Priest is a class that always receives a lot of help in the form of Dragon cards and it got a few new Dragon-related toys in Rastakhan’s Rumble. Crowd Roaster is a seven-cost 7/4 Dragon with a Battlecry that lets you deal seven damage to an enemy minion if you’re holding a Dragon. This is amazing value for the mana cost and can provide a tipping point when it’s available for play.
Another low-cost Dragon-related buff to the deck comes in the form of Firetree Witchdoctor. This card is a two-cost 2/2 and while it isn’t a Dragon type itself, it allows you to discover a spell as long as you’re holding a Dragon.
Outside of these new additions, the deck plays pretty similar to how it has in the past. You’ll spend a lot of the early game holding off your opponent and trying to control the board with cards like Duskbreaker and Psychic Scream.
You’ll eventually want to play Shadowreaper Anduin, followed by Alexstrasza. This allows you to set your opponent’s health to 15, before destroying them with Mind Blast and your newly-enhanced hero power.
The first week of the expansion many players were attempting to make an Odd Rogue list work. Unfortunately, due to how poor the deck archetype performed against Druid and Odd Paladin, it was never able to gain any traction. Much like Odd Warrior found new success after the nerf bat struck Druid and Pally, Odd Rogue finds itself in the same position.
Now that Odd Paladin is no longer the king of aggro, many decks are clashing on ladder to claim that title. Odd Rogue brings a host of low-cost combos to the table that makes it a viable contender.

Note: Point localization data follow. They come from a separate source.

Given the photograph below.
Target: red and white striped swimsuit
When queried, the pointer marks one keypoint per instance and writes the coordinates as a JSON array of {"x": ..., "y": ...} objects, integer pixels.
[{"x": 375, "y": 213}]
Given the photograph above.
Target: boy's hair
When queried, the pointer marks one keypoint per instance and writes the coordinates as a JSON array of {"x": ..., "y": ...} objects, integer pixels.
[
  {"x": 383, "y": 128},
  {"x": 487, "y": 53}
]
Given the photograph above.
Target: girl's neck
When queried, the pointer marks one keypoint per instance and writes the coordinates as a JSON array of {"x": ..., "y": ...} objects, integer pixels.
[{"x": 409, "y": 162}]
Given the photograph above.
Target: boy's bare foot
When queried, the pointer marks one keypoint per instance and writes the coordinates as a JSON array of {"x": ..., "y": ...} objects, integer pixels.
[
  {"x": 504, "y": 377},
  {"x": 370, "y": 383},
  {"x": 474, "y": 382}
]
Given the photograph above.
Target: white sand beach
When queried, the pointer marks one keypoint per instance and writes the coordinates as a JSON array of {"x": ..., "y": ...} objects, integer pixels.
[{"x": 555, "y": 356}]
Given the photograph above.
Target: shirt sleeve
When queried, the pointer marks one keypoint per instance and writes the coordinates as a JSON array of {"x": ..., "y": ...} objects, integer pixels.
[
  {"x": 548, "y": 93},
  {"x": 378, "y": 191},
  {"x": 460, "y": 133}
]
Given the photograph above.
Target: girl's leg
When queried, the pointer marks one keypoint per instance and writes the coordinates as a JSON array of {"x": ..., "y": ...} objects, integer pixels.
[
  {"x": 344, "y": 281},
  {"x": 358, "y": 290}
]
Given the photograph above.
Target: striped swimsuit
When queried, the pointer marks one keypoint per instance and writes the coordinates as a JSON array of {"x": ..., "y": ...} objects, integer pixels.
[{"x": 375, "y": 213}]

You’ll be running low-cost spell cards, like Cold Blood and Myra’s Unstable Element, to help you get maximum value out of the aggressive minions in your deck.
Cold Blood is a one-cost spell that gives a minion an added two attack, or four attack if played as a combo, meaning you played another card previously in the same turn. Myra’s Unstable Element is a five-cost spell that allows you to draw the rest of your deck.
The deck is filled with cards like Vicious Fledgling and Southsea Deckhand, which are great additions to any aggro deck thanks to the early game pressure they provide. The cherry on top (and what you’ll usually use Myra’s for) is Leeroy Jenkins.
Leeroy is a five-cost 6/2 minion with Charge and it summons two 1/1 whelps for your opponent. While the whelps could easily be used to kill Leeroy on your opponent’s next turn, that usually won’t matter. The idea here is that by the time you play Leeroy, you aren’t planning on your opponent having another turn.
Both Odd Paladin and Odd Warrior are great budget options for longtime players. If you’ve been playing since the Frozen Throne expansion, you’ll probably already have a lot of the cards required to craft either deck.
Regardless of what deck you decide to take to ladder, try to find one that fits your playstyle. If you prefer a more control-based playstyle, Odd Rogue probably isn’t for you, but you might love Mind Blast Priest. If you prefer a more aggressive style of play, the opposite is true.